Even with the tactile and balanced discussion going on regarding the red tape of a contemporary world, geopolitical stirrings and the nature of right and wrong in a noisy world, all of the main cast get their moments to shine and chime in with their own reasons for stepping into the conflict.
Paul Bettany’s Vision and Elizabeth Olsen’s Scarlett Witch carry their own burdens of power while their relationship begins to blossom. Anthony Mackie and Don Cheadle’s Falcon and War Machine have their say on how their more prominent teammates operate, and Scarlett Johansson as Black Widow gets significantly more to do and say than she has previously in a less extraneous way.
Then there are the newcomers and cameos, and even for a film already this large the film still puts the likes of Paul Rudd’s Ant-Man to good use as a form of comic relief. Chadwick Boseman’s introduction as T'Challa, the prince of the African nation of Wakanda, sees him fulfil an entire origin story in the background so lean and focused that it’s going to be interesting seeing his character evolve in his own movie further down the line. He’s a compelling and exciting new presence and addition to the universe.

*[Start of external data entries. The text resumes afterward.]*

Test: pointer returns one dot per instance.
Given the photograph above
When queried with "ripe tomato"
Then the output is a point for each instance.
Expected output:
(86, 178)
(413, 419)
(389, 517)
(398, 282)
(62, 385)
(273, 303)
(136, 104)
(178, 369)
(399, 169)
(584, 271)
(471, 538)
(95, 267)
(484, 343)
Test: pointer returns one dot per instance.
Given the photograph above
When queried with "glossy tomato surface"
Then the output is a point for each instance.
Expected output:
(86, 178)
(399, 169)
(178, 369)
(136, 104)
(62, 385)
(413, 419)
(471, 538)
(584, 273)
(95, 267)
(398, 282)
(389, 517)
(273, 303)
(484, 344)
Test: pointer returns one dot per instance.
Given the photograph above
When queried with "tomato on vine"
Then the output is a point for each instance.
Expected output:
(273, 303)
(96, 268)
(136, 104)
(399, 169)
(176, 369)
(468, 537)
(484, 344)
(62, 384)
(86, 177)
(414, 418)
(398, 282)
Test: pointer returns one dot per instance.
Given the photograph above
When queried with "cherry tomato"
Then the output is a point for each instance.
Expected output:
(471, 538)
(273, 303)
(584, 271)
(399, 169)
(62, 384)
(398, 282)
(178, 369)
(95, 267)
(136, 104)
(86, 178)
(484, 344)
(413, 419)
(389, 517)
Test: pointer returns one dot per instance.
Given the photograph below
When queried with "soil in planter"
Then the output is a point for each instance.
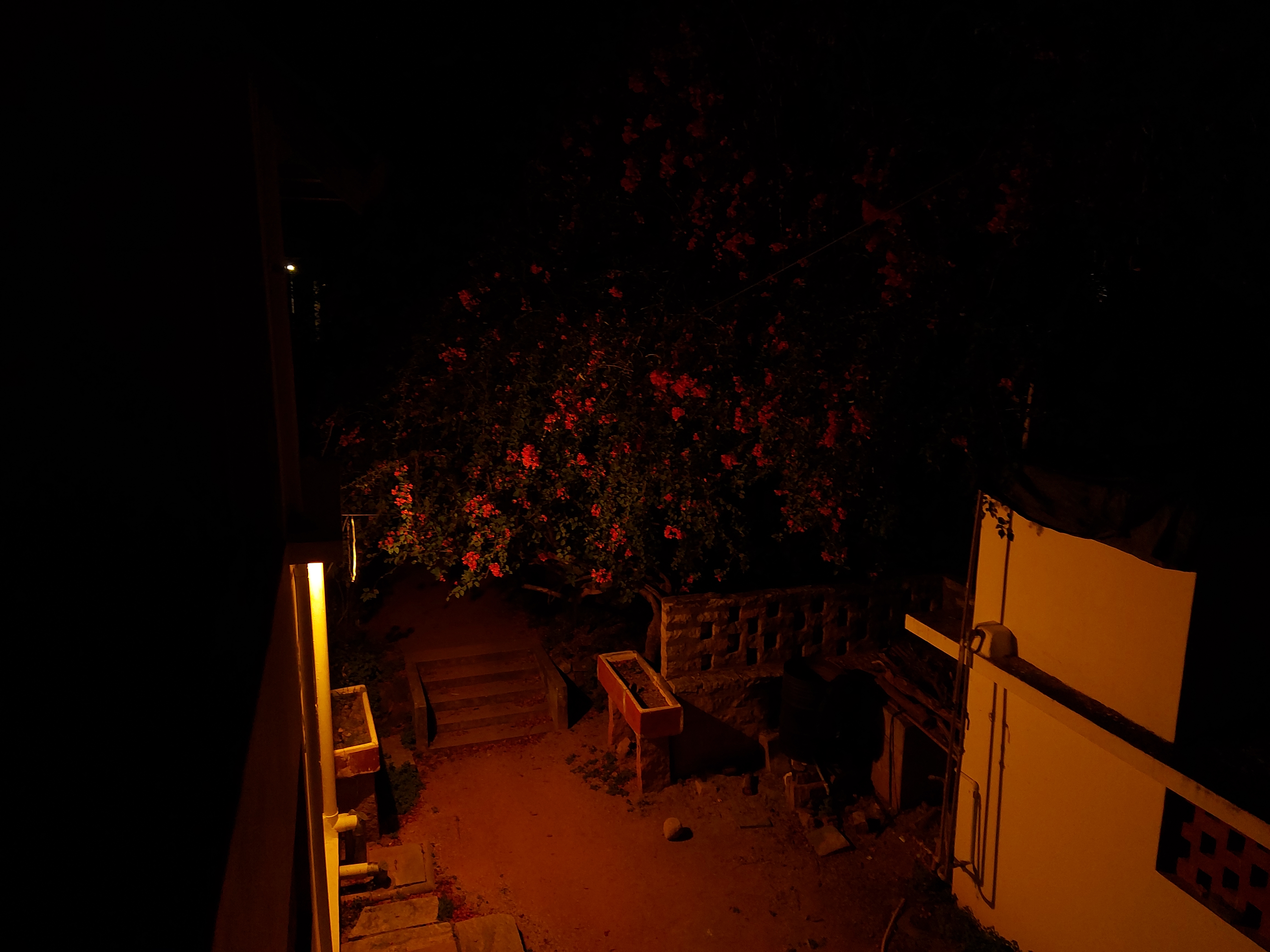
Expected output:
(640, 685)
(349, 719)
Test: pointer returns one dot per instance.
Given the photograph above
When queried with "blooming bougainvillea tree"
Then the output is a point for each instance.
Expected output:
(690, 346)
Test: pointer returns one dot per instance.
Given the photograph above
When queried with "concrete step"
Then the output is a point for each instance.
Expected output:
(484, 694)
(486, 735)
(487, 715)
(478, 671)
(473, 654)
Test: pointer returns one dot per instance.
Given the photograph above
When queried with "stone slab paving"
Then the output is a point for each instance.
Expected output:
(404, 865)
(489, 933)
(439, 937)
(402, 914)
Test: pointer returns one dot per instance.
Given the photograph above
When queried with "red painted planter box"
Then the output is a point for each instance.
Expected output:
(646, 721)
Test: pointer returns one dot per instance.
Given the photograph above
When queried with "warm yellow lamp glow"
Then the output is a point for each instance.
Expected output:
(326, 737)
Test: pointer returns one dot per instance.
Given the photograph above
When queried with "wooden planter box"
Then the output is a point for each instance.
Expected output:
(359, 758)
(660, 721)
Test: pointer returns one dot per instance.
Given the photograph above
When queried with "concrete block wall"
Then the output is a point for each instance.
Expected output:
(762, 630)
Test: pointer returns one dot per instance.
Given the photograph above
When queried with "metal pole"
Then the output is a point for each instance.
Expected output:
(961, 688)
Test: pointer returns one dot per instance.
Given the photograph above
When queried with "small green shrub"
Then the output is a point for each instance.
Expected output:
(407, 786)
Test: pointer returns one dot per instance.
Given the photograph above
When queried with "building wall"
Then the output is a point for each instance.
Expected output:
(258, 908)
(1099, 620)
(1067, 839)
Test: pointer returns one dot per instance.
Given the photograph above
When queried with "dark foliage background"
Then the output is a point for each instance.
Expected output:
(1098, 205)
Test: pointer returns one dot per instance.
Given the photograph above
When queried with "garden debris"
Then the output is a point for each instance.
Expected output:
(606, 771)
(827, 839)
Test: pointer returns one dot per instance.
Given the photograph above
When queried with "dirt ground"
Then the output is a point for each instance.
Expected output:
(581, 870)
(519, 829)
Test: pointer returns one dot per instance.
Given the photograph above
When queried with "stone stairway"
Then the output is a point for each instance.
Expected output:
(482, 694)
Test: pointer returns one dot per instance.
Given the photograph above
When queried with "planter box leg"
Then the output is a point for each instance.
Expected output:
(653, 771)
(618, 728)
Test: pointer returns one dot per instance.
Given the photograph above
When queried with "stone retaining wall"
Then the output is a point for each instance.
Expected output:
(724, 654)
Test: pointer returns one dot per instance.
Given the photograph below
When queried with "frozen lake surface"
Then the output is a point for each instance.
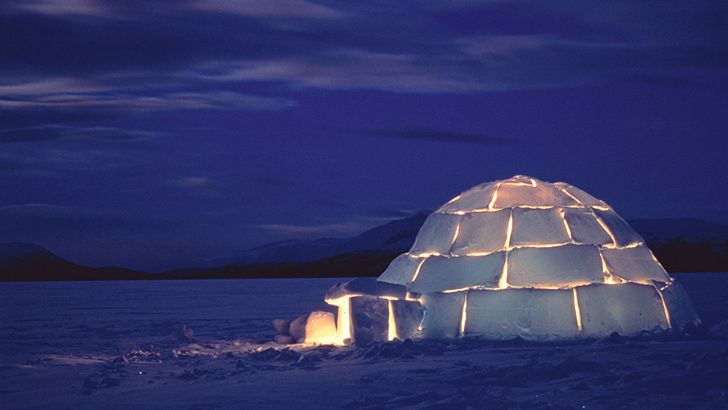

But the one everyone will be waiting for is the introduction of Spider-Man into the MCU in the form of the young Tom Holland. While no actor or interpretation could ever quite match the perfection of Tobey Maguire, Holland is excellent at selling this new version of a faithfully recreated Peter Parker without the baggage of retelling the origin story over again. He’s a punchy blast of air into proceedings who doesn’t outstay his welcome, but every scene he’s in is an unparalleled joy even if he does feel like an afterwards inclusion to the screenplay.
The integration of all of these characters, storylines and elements into the film’s structure is akin to watching the gears of a clock slot perfectly together in satisfying cohesion. This is stimulating dramatic storytelling the likes of which the cinematic universe was created to see follow through in such fashion.
Returning directors Anthony and Joe Russo acquit themselves even better than before with action cinema, carrying two or three of the most spectacularly staged and physically intense sequences the superhero genre has ever produced. From car chases, foot chases and brutally choreographed fistfights and practical effects, they hit every mark beautifully thanks to the terrific work of the second unit. All of which culminates in the act two action sequence teased in the marketing in which the heroes collide on an airport runway, and while the tonal shift might come across as too sharp for some, it delivers what is undoubtedly one of the MCU’s most incredible sequences of imagination and construction that feels like the stuff of dreams.
Civil War shouldn’t work as well as it does considering the number of plates it has spinning at once, but this might be the MCU’s proudest moment; a towering testament to the power of its storytelling, its performers, its characters and the investment and faith that audiences have placed within them. It’s as dense and mature as it is dizzyingly enjoyable and fun – a richly layered, impeccably managed piece of genre cinema that stands as one of its greatest ever accomplishments.